In the midst of a pandemic, it was never right to demonize people for attempting treatments with medicines previously established as safe for human consumption. Both hydroxy chloroquine and ivermectin had reasons they showed promise and have doctors around the world still prescribing them as covid treatment out of belief they work. If a doctor prescribed me medicine, I would take it. I don't see a meaningful difference between the anti-vaxxers and those demonizing attempted treatments.

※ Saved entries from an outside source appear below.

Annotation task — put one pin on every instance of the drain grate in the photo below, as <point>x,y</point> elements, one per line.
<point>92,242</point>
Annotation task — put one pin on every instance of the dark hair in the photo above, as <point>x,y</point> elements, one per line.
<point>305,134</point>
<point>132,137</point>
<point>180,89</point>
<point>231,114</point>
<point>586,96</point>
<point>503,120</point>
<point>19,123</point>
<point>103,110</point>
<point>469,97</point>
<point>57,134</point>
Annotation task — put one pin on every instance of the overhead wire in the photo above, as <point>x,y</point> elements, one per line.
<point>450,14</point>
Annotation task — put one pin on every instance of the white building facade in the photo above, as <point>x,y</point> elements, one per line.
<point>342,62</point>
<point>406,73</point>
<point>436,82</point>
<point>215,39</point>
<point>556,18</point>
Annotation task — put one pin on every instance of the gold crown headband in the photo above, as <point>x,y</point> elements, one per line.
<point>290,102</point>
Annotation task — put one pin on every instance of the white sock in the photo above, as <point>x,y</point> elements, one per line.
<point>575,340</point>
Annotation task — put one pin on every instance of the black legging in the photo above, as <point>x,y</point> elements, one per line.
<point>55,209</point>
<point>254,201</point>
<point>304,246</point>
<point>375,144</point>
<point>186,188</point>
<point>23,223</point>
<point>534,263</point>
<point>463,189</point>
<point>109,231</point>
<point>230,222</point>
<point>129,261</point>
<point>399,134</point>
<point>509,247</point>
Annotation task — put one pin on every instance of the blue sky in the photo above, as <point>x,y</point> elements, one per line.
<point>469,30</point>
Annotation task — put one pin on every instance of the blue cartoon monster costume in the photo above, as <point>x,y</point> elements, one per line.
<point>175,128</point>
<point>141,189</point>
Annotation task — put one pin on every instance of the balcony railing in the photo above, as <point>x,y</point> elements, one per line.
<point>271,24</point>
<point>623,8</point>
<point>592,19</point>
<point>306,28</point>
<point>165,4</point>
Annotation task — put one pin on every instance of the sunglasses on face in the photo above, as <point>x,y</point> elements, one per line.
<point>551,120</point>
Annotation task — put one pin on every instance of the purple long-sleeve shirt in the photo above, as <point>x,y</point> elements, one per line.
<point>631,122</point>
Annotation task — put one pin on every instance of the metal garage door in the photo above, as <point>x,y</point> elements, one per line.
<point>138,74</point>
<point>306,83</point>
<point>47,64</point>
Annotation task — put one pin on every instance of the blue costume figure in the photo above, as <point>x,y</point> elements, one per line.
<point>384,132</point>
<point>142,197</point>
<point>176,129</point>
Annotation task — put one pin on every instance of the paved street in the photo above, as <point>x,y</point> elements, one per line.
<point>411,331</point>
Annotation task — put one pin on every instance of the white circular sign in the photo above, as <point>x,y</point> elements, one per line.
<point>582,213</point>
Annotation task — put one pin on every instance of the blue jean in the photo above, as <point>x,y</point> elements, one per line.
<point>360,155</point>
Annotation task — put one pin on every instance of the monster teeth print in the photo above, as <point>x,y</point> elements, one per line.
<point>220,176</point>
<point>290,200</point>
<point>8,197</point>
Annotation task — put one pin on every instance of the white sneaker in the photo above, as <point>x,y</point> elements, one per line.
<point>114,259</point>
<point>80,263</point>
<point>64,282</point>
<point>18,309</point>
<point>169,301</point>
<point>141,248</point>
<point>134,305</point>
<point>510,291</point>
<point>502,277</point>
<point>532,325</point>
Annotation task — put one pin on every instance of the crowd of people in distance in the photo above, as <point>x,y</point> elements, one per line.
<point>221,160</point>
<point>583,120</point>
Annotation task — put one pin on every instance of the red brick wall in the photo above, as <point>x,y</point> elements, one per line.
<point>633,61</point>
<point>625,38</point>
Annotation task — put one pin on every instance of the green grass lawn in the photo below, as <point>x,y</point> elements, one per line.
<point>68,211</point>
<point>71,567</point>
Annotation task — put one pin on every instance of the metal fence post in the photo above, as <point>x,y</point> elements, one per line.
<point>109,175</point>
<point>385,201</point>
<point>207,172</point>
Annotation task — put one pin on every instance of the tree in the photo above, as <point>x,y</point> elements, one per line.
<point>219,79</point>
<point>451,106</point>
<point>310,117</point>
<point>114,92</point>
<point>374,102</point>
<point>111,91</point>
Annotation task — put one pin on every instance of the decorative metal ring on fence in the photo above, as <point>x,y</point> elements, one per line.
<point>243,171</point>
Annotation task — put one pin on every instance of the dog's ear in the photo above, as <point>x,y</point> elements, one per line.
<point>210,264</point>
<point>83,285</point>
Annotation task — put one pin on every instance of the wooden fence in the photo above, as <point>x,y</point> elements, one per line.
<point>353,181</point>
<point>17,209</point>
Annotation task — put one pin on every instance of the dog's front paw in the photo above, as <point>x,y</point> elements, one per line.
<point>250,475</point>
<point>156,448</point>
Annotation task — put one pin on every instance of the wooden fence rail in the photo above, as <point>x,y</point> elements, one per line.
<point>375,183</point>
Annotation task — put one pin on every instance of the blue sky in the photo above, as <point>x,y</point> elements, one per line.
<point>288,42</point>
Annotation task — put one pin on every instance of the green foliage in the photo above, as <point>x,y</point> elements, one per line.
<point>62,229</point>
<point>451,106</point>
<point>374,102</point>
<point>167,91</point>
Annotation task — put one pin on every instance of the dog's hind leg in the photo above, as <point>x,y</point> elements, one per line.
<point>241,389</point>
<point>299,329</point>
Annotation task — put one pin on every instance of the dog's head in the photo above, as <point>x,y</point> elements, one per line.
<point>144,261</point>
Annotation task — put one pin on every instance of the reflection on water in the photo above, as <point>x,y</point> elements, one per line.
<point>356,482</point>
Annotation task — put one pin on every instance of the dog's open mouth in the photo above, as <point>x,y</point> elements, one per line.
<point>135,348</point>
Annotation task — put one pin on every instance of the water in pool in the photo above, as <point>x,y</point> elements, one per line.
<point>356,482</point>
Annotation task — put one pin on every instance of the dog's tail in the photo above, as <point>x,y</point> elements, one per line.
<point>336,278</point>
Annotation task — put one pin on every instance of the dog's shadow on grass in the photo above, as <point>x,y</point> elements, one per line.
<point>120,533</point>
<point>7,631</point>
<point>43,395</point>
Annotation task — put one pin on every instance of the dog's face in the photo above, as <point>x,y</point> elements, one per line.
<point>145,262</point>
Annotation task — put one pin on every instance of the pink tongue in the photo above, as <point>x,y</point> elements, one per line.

Let's leave aside "demonise" as a loaded, weasel word. "Criticise" is better.
I can get doctors feeling overwhelmed, frustrated and desperate. It is at some level fine that HCQ and ivermectin were doled out in the hope they would do anything useful, and particularly when under intense pressure from patients and governments. Many doctors will have limited knowledge, and be reliant on government guidance, word of mouth, etc. and I can understand many just reading that others were doing it and thought they may as well too.
But on the other hand, medical doctors also have a professional responsibility to pursue good treatment. I cannot help but point out, not least because I teach pharmacology to medical students, that drugs (even "safe" ones) do harm, and there is a basic medical principle to not do harm and limit use of drugs. (That is part of the point of prescriptions, after all.) Elements of HCQ, ivermectin, quercetin etc. were more akin to mass hysteria and bandwagon jumping than the reasoned and evidence-based processes we should expect medicine to be. From a systemic point of view, this was a huge failure in the healthcare sector during covid.
So as individuals I might give a broad pass to many tens of thousands of doctors worldwide who loaded up patients with probably useless drugs.
However, we absolutely can be intensely critical of a select band of physicians whose advancement of unproven and quack remedies was reckless and incompetent. These would be people like Pierre Kory and his buddies in the FLCCC, various authors of poorly designed meta-analyses (who as far as I can see were far from without ideological biases) especially because of their contribution to the rash of ill-founded prescribing across the world. When we then get to "America's Frontline Doctors" it's even worse: people who sold out their professionalism to political ideology in the blink of an eye. All these people richly deserve their place on a rogue's gallery of the medical profession during Covid.